Re: [PATCH v3] mm: memcontrol: Don't flood OOM messages with no eligible task.

From: Petr Mladek
Date: Thu Oct 18 2018 - 10:30:39 EST


On Thu 2018-10-18 13:27:39, Sergey Senozhatsky wrote:
> On (10/18/18 11:46), Tetsuo Handa wrote:
> > Sergey Senozhatsky wrote:
> > >
> > > int printk_ratelimit_interval(void)
> > > {
> > > int ret = DEFAULT_RATELIMIT_INTERVAL;
> > > struct tty_driver *driver = NULL;
> > > speed_t min_baud = MAX_INT;
> > >
> > > console_lock();
> > > for_each_console(c) {
> > > speed_t br;
> > >
> > > if (!c->device)
> > > continue;
> > > if (!(c->flags & CON_ENABLED))
> > > continue;
> > > if (!c->write)
> > > continue;
> > > driver = c->device(c, index);
> > > if (!driver)
> > > continue;
> > >
> > > br = tty_get_baud_rate(tty_driver to tty_struct [???]);
> > > min_baud = min(min_baud, br);
> > > }
> > > console_unlock();
> > >
> > > switch (min_baud) {
> > > case 115200:
> > > return ret;
> > >
> > > case ...blah blah...:
> > > return ret * 2;
> > >
> > > case 9600:
> > > return ret * 4;
> > > }
> > > return ret;
> > > }
> >
> > I don't think that baud rate is relevant. Writing to console messes up
> > operations by console users. What matters is that we don't mess up consoles
> > to the level (or frequency) where console users cannot do their operations.
> > That is, interval between the last moment we wrote to a console and the
> > first moment we will write to a console for the next time matters. Roughly
> > speaking, remember the time stamp when we called call_console_drivers() for
> > the last time, and compare with that stamp before trying to call a sort of
> > ratelimited printk().
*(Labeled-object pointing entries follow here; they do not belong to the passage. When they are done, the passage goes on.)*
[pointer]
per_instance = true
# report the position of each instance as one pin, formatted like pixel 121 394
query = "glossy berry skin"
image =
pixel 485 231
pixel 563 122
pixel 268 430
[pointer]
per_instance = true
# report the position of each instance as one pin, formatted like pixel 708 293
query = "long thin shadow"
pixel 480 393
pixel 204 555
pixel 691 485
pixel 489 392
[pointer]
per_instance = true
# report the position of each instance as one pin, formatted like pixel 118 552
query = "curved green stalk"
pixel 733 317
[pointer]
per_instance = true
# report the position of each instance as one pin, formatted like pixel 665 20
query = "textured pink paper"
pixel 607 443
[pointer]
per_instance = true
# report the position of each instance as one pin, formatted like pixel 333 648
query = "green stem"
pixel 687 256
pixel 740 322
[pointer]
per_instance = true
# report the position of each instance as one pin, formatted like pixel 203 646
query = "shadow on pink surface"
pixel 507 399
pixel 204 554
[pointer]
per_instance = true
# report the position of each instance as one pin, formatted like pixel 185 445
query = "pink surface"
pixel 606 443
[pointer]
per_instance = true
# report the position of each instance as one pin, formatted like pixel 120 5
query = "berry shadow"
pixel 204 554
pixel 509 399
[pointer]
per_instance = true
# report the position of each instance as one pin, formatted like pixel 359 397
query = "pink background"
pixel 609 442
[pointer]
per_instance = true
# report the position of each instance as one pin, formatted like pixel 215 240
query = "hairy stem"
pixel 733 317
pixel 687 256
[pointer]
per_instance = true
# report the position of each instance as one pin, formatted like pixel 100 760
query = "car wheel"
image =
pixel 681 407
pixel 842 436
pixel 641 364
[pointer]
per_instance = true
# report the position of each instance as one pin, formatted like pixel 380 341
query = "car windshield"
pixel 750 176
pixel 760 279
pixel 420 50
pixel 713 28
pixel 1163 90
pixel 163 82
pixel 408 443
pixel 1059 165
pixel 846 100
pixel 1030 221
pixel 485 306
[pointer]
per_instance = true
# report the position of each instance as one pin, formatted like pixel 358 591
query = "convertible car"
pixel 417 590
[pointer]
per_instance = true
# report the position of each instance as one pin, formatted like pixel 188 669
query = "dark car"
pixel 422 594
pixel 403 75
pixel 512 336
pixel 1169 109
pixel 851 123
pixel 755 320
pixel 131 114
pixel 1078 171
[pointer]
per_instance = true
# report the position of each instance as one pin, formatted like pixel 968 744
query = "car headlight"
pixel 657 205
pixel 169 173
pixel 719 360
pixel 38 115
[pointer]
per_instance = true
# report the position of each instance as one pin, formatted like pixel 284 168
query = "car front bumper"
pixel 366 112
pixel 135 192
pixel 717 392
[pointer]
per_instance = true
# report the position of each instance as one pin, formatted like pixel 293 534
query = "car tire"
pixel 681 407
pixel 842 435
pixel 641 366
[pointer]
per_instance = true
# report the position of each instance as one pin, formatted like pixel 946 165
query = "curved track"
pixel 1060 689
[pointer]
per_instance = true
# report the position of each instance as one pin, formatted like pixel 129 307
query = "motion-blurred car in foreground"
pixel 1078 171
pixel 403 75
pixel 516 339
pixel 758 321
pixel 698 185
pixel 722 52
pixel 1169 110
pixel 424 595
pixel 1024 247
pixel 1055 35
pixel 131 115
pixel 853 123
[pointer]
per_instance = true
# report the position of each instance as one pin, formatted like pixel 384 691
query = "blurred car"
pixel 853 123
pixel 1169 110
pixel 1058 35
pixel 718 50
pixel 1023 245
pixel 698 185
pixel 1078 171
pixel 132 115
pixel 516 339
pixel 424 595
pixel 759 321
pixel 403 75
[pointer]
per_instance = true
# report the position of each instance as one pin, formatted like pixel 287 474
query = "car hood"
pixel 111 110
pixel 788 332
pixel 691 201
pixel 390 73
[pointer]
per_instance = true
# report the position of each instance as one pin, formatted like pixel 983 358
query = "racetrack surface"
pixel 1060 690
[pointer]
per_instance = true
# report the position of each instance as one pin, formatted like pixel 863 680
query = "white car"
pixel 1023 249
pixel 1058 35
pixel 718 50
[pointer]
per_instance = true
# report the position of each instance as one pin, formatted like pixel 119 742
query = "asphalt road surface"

My patch is doing it using per call-site stamp recording.
>
> To my personal taste, "baud rate of registered and enabled consoles"
> approach is drastically more relevant than hard coded 10 * HZ or
> 60 * HZ magic numbers... But not in the form of that "min baud rate"
> brain fart, which I have posted.
>
> What I'd do:
>
> -- Iterate over all registered and enabled serial consoles
> -- Sum up all the baud rates
> -- Calculate (*roughly*) how many bytes per second/minute/etc my
> call_console_driver() can push
>
> -- we actually don't even have to iterate all consoles. Just
> add a baud rate in register_console() and sub baud rate
> in unregister_console() of each console individually
> -- and have a static unsigned long in printk.c, which OOM
> can use in rate-limit interval check
>
> -- Leave all the noise behind: e.g. console_sem can be locked by
> a preempted fbcon, etc. It's out of my control; bad luck, there
> is nothing I can do about it.
> -- Then I would, probably, take the most recent, say, 100 OOM
> reports, and calculate the *average* strlen() value
> (including \r and \n at the end of each line)

This looks very complex and I see even more problems:

+ You would need to update the rate limit intervals when
new console is attached. Note that the ratelimits might
get initialized early during boot. It might be solvable
but ...

+ You might need to update the length of the message
when the text (code) is updated. It might be hard
to maintain.

+ You would need to take into account also console_level
and the level of the printed messages

+ This approach does not take into account all other
messages that might be printed by other subsystems.


I have just talked with Michal in person. He pointed out
that we primary need to know when and if the last printed
message already reached the console.

A solution might be to handle printk and ratelimit together.
For example:

+ store log_next_idx of the printed message into
the ratelimit structure

+ eventually store pointer of the ratelimit structure
into printk_log

+ eventually store the timestamp when the message
reached the console into the ratelimit structure

Then the ratelimited printk might take into acount whether
the previous message already reached console and even when.


Well, this is still rather complex. I am not persuaded that
it is worth it.

I suggest to take a breath, stop looking for a perfect solution
for a bit. The existing ratelimit might be perfectly fine
in practice. You might always create stress test that would
fail but the test might be far from reality. Any complex
solution might bring more problems that solve.

Console full of repeated messages need not be a catastrophe
when it helps to fix the problem and the system is usable
and need a reboot anyway.

Best Regards,
Petr